During my “self-audit,” I questioned: Why do I have a blog? Am I inadvertently looking for a virtual pat on the back? Do I accurately depict my life/thoughts? Am I craving that dopamine boost that results from likes/comments? Did I take a blogging hiatus to avoid being pigeon-holed into the present-day “blogger” stereotype?
At this point, I suppose a resounding “maybe” is the best answer I can offer for the prior slew of questions. However, I do know the following. I’ve always blogged because I enjoy it. I love writing, processing, thinking, questioning and organizing thoughts on a visceral level. Over the years, it’s been an invaluable outlet for me to delve far beyond necessary into whatever it is I might be experiencing/pondering/observing.
While this all stands true, the reality is that I also get pretty jazzed upon receiving likes or positive feedback on my posts. And perhaps yes, while the feeling of exhilaration is fleeting, the complimentary feelings of motivation and support stick around.
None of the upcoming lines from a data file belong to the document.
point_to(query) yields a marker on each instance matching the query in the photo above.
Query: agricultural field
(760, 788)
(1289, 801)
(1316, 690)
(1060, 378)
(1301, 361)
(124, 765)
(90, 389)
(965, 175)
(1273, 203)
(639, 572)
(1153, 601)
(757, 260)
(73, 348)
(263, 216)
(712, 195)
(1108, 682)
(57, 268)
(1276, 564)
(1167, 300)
This realization was a pivotal moment for me.
Blogging doesn’t need to be viewed as a contrived activity. And it’s perfectly acceptable to reap the benefits of positive feedback. I think perhaps what was missing for me was simply that I hadn’t really ever sat down and thought about WHY blogging made me feel good. I just knew that it did, which is why I’ve kept it up over the years. As the borderline OCD detail-oriented, consistently-asking-500 questions, psychoanalyzing type, I think I was feeling unsettled because I had never explicitly asked or answered this question.
So, I sat down and brainstormed a list. Why do I like blogging? What do I get out of it?
– Process past events.
– Record experiences. Takeaways. Life lessons. Words of wisdom.
– Identify & understand emotional reactions.
– Ask questions. Maybe provide answers, if I’ve got them.
– Clarify thoughts.
– Gain perspective.
– Review progress/growth over time.
– Connect the metaphorical dots between the items listed above.
Why does list-making feel so good? Perhaps it’s not necessarily the list-making, but the clarity that accompanies. The clarity being this: the above list doesn’t include anything driven by superficiality. My core purpose is not self-serving (on a topical level), but rather to serve as an outlet to question, analyze, process, & grow. And if others are able to benefit from what I write? Even better.